Even though February 2010’s +473,000 is less than 2008’s +516,000, the seasonally adjusted job loss for February of -36,0000 — the one number the press and everyone else will singularly focus on — is less than 2008’s -50,000. Why? Because the 2009 disaster is mucking up the seasonal adjustment calculations, making the +473K look better than +516K, when it obviously isn’t.
As Tom asked, “If, according to you guys, we were in a recession in February 2008 (an assertion I have disagreed with since NBER made the call that it began in December 2007), when the economy added a lackluster (by traditional February standards) 516,000 jobs, what do you call it when February 2010 sees 43,000 fewer jobs added?”

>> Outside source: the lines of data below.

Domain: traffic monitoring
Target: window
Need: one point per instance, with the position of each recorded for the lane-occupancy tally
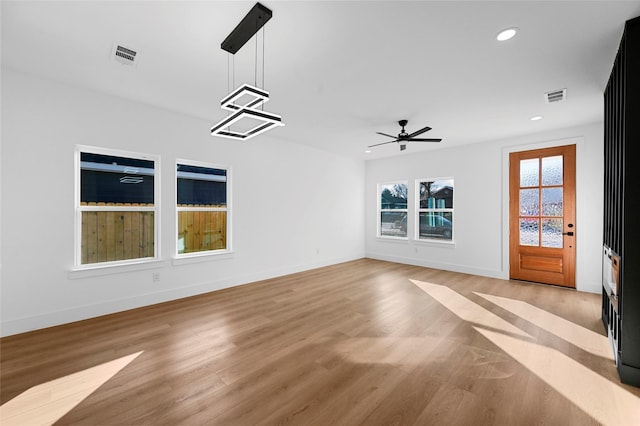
(202, 208)
(435, 209)
(116, 206)
(392, 210)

Lest one says that it’s because there were fewer jobs in 2010 than in 2008, let’s first take a look at the actual number of jobs in January 2008 (135,840,000) versus the number of jobs in January 2010 (127,606,000), and see what the percentage increases between January and February in both years were. The rate of job-number change between 1/2008-2/2008 was +0.380%. The rate of job-number change between 1/2010-2/2010 was +0.371%.
Next, let’s compare that to the “seasonally-adjusted” job-number change for the same time frames. In January 2008, there were 137,941,000 “seasonally-adjusted” jobs, with a drop of 50,000 “seasonally-adjusted” jobs in February 2008, for a rate of job-number change between 1/2008-2/2008 of -0.0362%. In January 2010, there were 129,562,000 “seasonally-adjusted” jobs, with a drop of 36,000 “seasonally-adjusted” jobs in February 2010, for a rate of job-number change between 1/2010-2/2010 of -0.0278%.
In short, despite what the chattering class says, the jobs market is not even at the point where it was near the “start” of the recession, much less its average between 2004 and 2008. Indeed, there were fewer jobs in February 2010 than there were in any other February since at least 2000 (note; the BLS statistics I’m relying on only go back to 1/2000).
To be fair, I do have to note that the February low in the 2000’s happened in 2003, when there were 128,660,000 actual (non-adjusted) jobs, and that month’s 412,000 improvement from January 2003 was weaker. However, unlike 2003, the immediate-future tax and regulatory climate is much worse now.
Revisions/extensions (3:00 pm 3/5/2010) – Corrected part of the quoted post from Tom since he corrected it on BizzyBlog.